State starting to shift aid to at-home care programs
Friday, Feb. 25, 2005 | 8:48 a.m.
People prefer home and community-based care for senior citizens, including assisted-living facilities, and it is cost-effective. But according to a recent report by the think tank arm of AARP, Nevada still does not spend enough of its $2.4 billion in Medicaid money on those forms of care.
Instead, the state continues to funnel about three times as much of its federal and state Medicaid dollars to institutions such as privately run nursing homes, Carol Sala, an administrator for Nevada's Division for Aging Services, said.
In part, this funding imbalance results from the fact that nursing homes have been around longer than at-home care services and are more expensive. Though the state has started to change the structure, shifting gears requires time, Sala said. In his latest budget, Gov. Kenny Guinn has proposed an increase of about $3.2 million in spending for the Medicaid program that pays for at-home care.
Charles Duarte, a state administrator who oversees the Medicaid program, said Nevada has made great strides in shifting money from long-term care institutions to at-home programs. As evidence of this, he pointed to the fact that the number of Nevadans in nursing homes has remained steady at just under 3,000 for a number of years even as the population has exploded, he said.
But the funding pattern worries some local advocates for senior citizens. They want more home and community-based services in place and adequately funded for people who need that safety net, they said. Medicaid covers long-term care only for older residents who are also poor.
In October 2002, state officials with the Department of Human Resources drafted a strategic plan for senior services calling for a major shift in funding to home and community-based programs from nursing homes, which are more costly than the other options.
The intent is to dramatically change the way Nevada addressed the long-term care needs of senior citizens as the state's population continued to grow. If the change is accomplished, the state should save money and be able to satisfy consumer's demand for at-home care.
More than two years down the line, the state has increased the number of slots in its Medicaid waiver program for at-home care, Mary Liveratti, the deputy director of the Department of Human Resources, said. And the governor's budget, if approved, would allow the state to increase the number of slots by several hundred more, Liveratti said.

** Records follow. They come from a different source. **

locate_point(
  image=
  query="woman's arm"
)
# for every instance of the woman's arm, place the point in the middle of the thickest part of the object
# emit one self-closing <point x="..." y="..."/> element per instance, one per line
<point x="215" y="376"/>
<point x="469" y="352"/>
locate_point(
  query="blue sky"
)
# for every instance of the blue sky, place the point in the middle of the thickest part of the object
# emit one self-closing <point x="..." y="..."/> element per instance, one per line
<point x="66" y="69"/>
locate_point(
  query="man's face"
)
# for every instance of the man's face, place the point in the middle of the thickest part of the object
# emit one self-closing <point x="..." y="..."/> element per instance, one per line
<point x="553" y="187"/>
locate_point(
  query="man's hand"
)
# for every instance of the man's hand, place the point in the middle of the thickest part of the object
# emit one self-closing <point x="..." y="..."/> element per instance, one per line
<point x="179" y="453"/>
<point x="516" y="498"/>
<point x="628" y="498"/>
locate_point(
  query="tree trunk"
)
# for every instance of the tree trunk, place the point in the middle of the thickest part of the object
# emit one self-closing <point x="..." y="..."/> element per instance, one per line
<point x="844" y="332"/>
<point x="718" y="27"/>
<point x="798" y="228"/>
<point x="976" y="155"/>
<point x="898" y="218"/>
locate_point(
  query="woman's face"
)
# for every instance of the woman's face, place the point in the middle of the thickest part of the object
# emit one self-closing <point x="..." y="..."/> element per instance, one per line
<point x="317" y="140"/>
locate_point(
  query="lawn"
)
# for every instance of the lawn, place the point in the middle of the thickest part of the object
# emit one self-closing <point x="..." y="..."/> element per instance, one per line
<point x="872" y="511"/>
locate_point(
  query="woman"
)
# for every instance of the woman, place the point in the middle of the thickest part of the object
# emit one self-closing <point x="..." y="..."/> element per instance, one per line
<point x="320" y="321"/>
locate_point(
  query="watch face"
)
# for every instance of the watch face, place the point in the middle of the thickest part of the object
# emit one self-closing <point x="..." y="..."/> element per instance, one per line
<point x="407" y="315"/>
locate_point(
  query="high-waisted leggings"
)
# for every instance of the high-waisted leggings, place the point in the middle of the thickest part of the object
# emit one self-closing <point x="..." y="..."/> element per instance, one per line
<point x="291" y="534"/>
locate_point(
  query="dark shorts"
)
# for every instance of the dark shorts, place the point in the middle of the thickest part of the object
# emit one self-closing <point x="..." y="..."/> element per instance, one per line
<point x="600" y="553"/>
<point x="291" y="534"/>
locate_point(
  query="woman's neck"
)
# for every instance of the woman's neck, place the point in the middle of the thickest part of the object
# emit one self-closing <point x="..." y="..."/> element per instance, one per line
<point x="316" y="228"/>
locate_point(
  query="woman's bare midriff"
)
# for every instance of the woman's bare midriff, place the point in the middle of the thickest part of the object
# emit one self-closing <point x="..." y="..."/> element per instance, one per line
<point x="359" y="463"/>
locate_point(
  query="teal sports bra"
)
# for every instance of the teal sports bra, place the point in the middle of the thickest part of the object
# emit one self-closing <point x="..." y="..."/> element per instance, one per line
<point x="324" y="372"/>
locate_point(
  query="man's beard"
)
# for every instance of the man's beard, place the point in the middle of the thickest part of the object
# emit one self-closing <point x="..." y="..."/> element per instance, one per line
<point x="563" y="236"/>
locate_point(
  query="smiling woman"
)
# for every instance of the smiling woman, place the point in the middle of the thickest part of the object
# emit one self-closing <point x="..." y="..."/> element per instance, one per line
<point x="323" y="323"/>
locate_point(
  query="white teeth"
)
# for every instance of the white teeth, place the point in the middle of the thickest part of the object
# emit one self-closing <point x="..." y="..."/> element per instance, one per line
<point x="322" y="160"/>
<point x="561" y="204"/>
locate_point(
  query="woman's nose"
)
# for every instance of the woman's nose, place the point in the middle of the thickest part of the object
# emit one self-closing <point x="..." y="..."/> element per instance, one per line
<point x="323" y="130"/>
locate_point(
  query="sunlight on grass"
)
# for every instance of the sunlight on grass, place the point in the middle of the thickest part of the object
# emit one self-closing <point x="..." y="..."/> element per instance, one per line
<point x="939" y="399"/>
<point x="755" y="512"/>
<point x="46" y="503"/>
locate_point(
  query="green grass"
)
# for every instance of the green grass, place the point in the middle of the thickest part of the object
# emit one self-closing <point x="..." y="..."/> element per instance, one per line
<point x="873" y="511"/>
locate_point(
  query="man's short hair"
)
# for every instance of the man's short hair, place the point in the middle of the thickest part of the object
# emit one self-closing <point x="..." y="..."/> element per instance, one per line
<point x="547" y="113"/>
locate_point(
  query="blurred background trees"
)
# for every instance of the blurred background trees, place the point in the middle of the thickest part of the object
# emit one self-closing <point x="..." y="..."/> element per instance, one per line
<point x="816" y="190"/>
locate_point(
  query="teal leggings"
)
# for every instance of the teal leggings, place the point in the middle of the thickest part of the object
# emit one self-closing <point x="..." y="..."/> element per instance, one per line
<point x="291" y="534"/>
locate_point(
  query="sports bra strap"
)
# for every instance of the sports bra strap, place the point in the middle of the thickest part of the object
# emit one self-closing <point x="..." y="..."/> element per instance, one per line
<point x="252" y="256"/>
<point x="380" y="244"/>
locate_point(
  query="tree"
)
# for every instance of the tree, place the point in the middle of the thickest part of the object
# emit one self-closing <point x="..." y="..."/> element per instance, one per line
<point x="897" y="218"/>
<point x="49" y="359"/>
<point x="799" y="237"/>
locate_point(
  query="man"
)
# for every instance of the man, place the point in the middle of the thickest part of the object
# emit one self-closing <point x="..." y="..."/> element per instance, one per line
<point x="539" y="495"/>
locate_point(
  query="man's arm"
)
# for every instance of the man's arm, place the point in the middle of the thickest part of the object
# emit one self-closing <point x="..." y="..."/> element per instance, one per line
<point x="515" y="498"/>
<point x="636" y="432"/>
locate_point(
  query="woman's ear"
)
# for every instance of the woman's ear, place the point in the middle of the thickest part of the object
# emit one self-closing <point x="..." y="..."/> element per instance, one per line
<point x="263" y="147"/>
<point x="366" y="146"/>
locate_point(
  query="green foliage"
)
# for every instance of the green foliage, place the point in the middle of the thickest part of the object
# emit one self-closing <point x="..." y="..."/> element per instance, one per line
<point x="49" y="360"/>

But hundreds more people are waiting for slots to open up in the program, meaning demand for the subsidized service is not being met. As of January, an additional 996 people were waiting for one of the nearly 1,500 occupied slots budgeted for 2005, Sala said.
In the meantime, Medicaid is paying for 2,800 to live in nursing homes, Duarte said.
Compared with all other states and Washington, D.C., Nevada ranks 50th in home and community-based spending per capita in the recent report by AARP's Public Policy Institute. That amount averaged $30 in Nevada compared with an average of $95 in the rest of the nation.
This concerns Carla Sloan, the state director of AARP Nevada, who advocates increasing the state's budget for Medicaid waiver programs.
People want to grow old at home, she said. And programs that allow people to do that save the state money, she said.
The numbers also raise a flag for Mary Jo Gibson, the senior policy advisor from the AARP think tank. In part, that's because the population of residents 85 and over is growing faster here than in any other state in the country, she said. And Nevada's population growth among residents 65 and over is surpassed by only one state, Alaska.
The study also found housing affordability to be a problem for seniors in Nevada. Nearly 29 percent of Nevada homeowners 65 and over spent 30 percent or more of their income on housing in 2002. The nationwide average was about 23 percent.
Also, about 65 percent of home renters 65 and over spent 30 percent or more of their incomes on housing in 2002 in Nevada, while that figure stood at about 60 percent nationwide.
And Medicaid spending on long-term care per capita was $91 in Nevada in 2003 compared with $288 in the nation as a whole, the report found.
Joanne Alleva, a 64-year-old retiree from Millersville, Md. who along with her husband Fred, 71, leads a line-dancing class three times a week, does not want to think about long-term care, she said recently while observing a class at Henderson's Multigenerational Center on Green Valley Parkway.
However, Alleva said she and her husband could cover the cost of an assisted living facility should they need one.
"We're OK, but there are some people who are not," Alleva said. "They depend on Social Security and it's not enough."
Annette Wright, 66, a dancer in Alleva's class, said she and her husband were not taking any chances on their long-term plans. They purchased long-term care insurance, which would cover a portion of the costs of nursing home or at-home care, if they needed it.
This option is one currently being touted by Gov. Kenny Guinn in television commercials urging residents between the ages of 50 and 70 to plan for their own long-term care.
An associate professor of aging issues at UNR's Cooperative Extension, Claudia Collins said it's not just up to residents to deal with issues of long-term care. Nevada officials should work to expand services for older residents now, before it is too late, she said. Retirees who buy houses and pour money into the economy today, will need costly care tomorrow, she added.
"We don't realize they're not going to be healthy and wealthy in 10 years," Collins said. "Some of them are going to need help, and we're overtaxed here."